Enfim eu lhes fiz declarar o desejo que tinha de falar ao seu Principal,
e que por isso quisera que eles me servissem de guias, ao que um deles [e era
irmão do mesmo Principal] respondeu, que não podiam voltar, porquanto iam
buscar suas mulheres, as quais se achavam em uma roça que tinham nas faldas de
um monte, e em grande distância, mas deu um guia que nos pudesse conduzir.
Partimos uns e outros, e às 10h30 fomos chegar ao referido porto, que se
acha dentro do Lago Apequeme. Saltei em terra, e com o intérprete e alguns
mais da equipagem fomos seguindo pelo caminho que o guia nos ensinava. Porém em
menos de meio caminho o guia correu adiante de nós, e o não tornamos a ver,
mas, enfim seguimos pelo mesmo lugar ora subindo e descendo outeiros
pedregosos, ora passando nas suas faldas medonhos alagadiços e pantanais, quase
às 14h00, fomos chegar a um profundo Lago. Aqui fiquei persuadido de que não
era este o caminho, porém os índios me advertiram de que era, porquanto o mesmo
Lago tanto pela parte inferior, como pela superior, estava coberto de
carananzais, e que só ali estava limpo, sinal de que era continuação do
caminho. Quadrou-me este raciocínio, e com efeito passamos a nado para a outra
banda, e ali vimos realizada a verdade do referido. Subimos pela montanha
acima, e chegando ao seu cume avistamos pequenas casas de palha, e nos
dirigimos a elas, e eis que não vimos pessoa alguma, e só indícios de que ali
haviam morado.
Novas desconfianças se me ofereceram, mandei subir acima das ditas casas
um índio para descobrir o campo, e ele me declarou que mais adiante estavam
outras três casas ou palhoças. Seguimos em sua demanda, e com efeito esta era a
residência do dito gentio, e já lá estava deitado em uma pequena e pobre maca o
índio nosso guia, o qual assim que nos viu deu suas risadas, como quem se
gloriava de nos ter enganado.
Mandei cumprimentar ao Principal e as mais pessoas que ali se achavam de
um e outro sexo, ao que corresponderam com mostras de alegria. Fiz-lhe saber
que eu queria que me desse um dos seus vassalos para servir de prático nas
cachoeiras do Rio Essequibo; mas quando eles ouviram a minha pretensão, se
tornaram tristes, e o Principal, depois de haver falado com a sua gente,
respondeu que não podia ser, porquanto tinha poucos vassalos, e estes não podia
mandar, por lhe serem precisos, não só para sua defesa, mas também para fazerem
os seus roçados para as suas plantações, pois era tempo próprio.

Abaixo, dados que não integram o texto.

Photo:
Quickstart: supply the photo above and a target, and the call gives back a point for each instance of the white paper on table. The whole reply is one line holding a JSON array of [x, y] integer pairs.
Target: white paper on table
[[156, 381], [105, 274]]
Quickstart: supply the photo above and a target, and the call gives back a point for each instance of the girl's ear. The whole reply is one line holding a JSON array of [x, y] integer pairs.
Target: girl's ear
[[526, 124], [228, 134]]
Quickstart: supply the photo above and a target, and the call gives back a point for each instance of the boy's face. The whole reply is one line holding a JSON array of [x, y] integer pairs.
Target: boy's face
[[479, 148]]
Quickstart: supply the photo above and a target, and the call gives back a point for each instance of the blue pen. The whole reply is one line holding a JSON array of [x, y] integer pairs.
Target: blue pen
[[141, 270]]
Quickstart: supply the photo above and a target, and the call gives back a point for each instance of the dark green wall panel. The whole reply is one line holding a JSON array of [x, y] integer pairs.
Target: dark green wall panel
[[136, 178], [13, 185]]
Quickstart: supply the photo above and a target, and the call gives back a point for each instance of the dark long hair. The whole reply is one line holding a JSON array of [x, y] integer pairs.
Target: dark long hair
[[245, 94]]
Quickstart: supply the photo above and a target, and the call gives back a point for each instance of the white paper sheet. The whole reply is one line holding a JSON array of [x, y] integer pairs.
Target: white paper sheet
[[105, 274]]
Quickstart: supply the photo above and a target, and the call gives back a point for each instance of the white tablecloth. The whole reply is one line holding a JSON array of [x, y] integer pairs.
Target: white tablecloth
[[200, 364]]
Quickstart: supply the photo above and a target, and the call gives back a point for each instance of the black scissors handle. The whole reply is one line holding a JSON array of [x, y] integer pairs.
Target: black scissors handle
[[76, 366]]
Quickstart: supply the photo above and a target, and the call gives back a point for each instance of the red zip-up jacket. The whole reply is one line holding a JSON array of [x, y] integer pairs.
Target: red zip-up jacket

Fiquei desgostoso, porém instei com agrados e promessas; comi com eles
algumas frutas de mamão que me ofereceram, enfim consegui ceder ele às minhas
rogativas, o que lhe agradeci muito. Depois das três horas regressei para as
canoas, e todos me acompanharam até o porto, onde já se achavam os que acima
disse haviam ido buscar as mulheres, que todos seriam perto de cinquenta almas
de diferentes sexos e idades. Passei a brindá-los com aguardente de que
gostavam muito, e com sal de que dei ao Principal uma grande cuia, e igualmente
duas cuias pintadas.
Todos os outros queriam a mesma oferta; mas como o negócio só dependia do
Principal, dei a este mais um frasco de aguardente e uma pequena porção de
pólvora, e tratei de me despedir. A este tempo se me ofereceu mais um prático,
que eu boamente ([3]) aceitei, e
larguei do porto. Eram a este tempo já quase 20h00, e navegando até depois das
21h00, fui pernoitar no lugar onde de manhã havíamos encontrado a ubá, cuja
pequena viagem fiz para me livrar dos peditórios ([4])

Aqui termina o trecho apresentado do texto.